Bilkent University
Department of Computer Engineering


Style Synthesizing Conditional Generative Adversarial Networks


Yarkın Deniz Çetin
MS Student
(Supervisor: Assoc. Prof. Dr. Selim Aksoy)
(Co-Supervisor: Asst. Prof. Dr. R. Gökberk Cinbiş)

Computer Engineering Department
Bilkent University

Neural style transfer (NST) models makes generating images imitating an artistic style possible. Models which can transfer arbitrary styles without retraining or architecture change exist called universal style transfer (UST) models. For UST models, artistic style is usually provided by an artistic image as an input. It is therefore required to have a style image with the required characteristics to facilitate transfer.
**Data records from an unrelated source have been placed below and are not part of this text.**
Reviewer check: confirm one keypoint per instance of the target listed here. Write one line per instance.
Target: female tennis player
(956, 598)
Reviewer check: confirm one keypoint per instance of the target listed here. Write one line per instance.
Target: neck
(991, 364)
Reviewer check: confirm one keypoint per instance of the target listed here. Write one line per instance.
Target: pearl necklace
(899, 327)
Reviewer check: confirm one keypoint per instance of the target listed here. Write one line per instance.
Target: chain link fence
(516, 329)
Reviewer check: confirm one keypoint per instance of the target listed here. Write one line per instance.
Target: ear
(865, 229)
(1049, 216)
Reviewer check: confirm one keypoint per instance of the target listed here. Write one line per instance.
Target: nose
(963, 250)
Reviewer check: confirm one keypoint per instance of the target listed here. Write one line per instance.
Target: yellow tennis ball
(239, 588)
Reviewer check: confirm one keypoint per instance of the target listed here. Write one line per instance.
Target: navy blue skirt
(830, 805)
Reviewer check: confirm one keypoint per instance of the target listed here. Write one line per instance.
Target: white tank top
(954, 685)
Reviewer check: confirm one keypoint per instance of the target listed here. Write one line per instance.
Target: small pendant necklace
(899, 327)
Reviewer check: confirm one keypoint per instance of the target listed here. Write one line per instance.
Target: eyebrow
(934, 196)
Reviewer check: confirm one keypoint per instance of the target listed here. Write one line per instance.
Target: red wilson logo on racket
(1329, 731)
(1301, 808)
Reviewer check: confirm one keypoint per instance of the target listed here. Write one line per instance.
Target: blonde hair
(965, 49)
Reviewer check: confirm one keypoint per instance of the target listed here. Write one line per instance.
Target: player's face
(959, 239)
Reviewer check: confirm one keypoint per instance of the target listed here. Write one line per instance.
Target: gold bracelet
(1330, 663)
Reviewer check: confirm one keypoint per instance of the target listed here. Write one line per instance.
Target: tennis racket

However for applications where only the broad style is pre-determined and not the specifics of the style, such image may not exist or can be difficult to find.

In this work we propose a style transfer network which can create stylized images without the need of a style image or inference time and instead uses a conditioning label denoting the desired style. The conditioning label can contain multiple styles. Our model can generate diverse examples from given style categories.

This requires the model to be able to learn one-to-many mapping, from a single class label to multiple styles. For this reason we build our model based on generative adversarial networks (GAN), which have been shown to generate realistic data in highly complex and multi-modal distributions in variety of domains. More specifically, we design a conditional GAN model that takes a conditioning and noise vectors as an input and outputs the necessary statistics for style transfer.

Our approach builds upon a universal style model. This model uses an auto-encoder scheme to extract the features of content and style images and modifying the statistics of the content features to match to statistics of the style image by using whitening and coloring transforms. We modify whitening and coloring transforms such that it can generate images directly from the diagonal feature covariance matrix and the first order statistics of the feature matrix. This approximation enables higher performance when generating images.

We demonstrate that our approximation method can achieve similar performance in quality and better performance in speed. We use a subset of WikiArt dataset to train and validate our models and form the baselines using the original model. Our model is controllable through style conditioning labels. This allows our model to generate style combinations not included in the dataset and synthesize novel styles. These combined styles are shown to be correlated well with actual style images not seen by our model.


DATE: 08 January 2020, Wednesday @ 09:00